Some Final Thoughts on Price Action
1. Today TSLA closed at $240.04 (up $6.06 for the day). TSLA has been testing the 230 level the past week. It’s unclear to me where TSLA is headed in coming weeks due to macro concerns and even things like Ukraine/Crimea. However, if the overall market holds up then I think TSLA will do very well in the coming months. I think that this GS report from today sucks some life out of the shorts and that some smart shorts will cover.

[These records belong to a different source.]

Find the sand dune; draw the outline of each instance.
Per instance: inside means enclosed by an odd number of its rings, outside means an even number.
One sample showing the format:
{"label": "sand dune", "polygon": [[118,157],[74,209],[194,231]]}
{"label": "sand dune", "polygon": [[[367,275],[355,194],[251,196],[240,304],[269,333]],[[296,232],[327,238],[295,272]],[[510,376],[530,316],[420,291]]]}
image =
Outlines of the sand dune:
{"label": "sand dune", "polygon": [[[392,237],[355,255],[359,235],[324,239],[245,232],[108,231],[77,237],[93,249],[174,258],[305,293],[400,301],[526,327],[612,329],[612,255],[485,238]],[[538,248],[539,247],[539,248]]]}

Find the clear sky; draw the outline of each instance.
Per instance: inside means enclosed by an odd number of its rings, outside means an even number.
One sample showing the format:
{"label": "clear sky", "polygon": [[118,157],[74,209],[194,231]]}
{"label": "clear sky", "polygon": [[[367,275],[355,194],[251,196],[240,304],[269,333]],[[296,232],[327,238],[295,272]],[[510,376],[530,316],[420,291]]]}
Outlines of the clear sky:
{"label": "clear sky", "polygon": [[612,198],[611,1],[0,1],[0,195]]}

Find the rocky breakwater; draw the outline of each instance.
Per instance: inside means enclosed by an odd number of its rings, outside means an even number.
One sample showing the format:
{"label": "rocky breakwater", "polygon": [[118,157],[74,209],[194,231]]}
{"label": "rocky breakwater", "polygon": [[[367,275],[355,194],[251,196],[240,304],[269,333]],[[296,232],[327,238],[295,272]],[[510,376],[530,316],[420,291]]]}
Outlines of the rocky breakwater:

2. On a longer-term view, the GS report also marks a possible turning point for short interest. IMO Tesla’s high short interest is largely due to the large diversion of beliefs surrounding the company (ie., some people thinking it’ll take over the auto industry while others thinking it’ll be an epic failure). However, as the diversion of beliefs narrow, then short interest should come down over time. One of the precursors for the divergence of interest narrowing is when analysts start to agree with each other and there’s somewhat of a consensus around TSLA. I think this is starting to happen as investment banks like Deutsche Bank, Morgan Stanley, and even now Goldman Sachs start to see the disruptive potential of EVs in the auto industry and Tesla’s key role. Regarding when short interest will come down, I don’t have specifics but I think a healthy short interest for TSLA is under 10m shares (currently it’s over 30m shares short). I think the first move needs to be short interest heading under 20m and we might see this happen over the next 3-6 months (just pure speculation).
My personal price target* for TSLA is 300-350 by the end of the year (but I wouldn’t rule out 350-400 if things line up well. Nor would I rule out 250 or lower at the end of the year if there are some serious challenges).
*Note: my personal price target for TSLA can/will change according to how Tesla's progress toward its goals, market conditions, and other factors.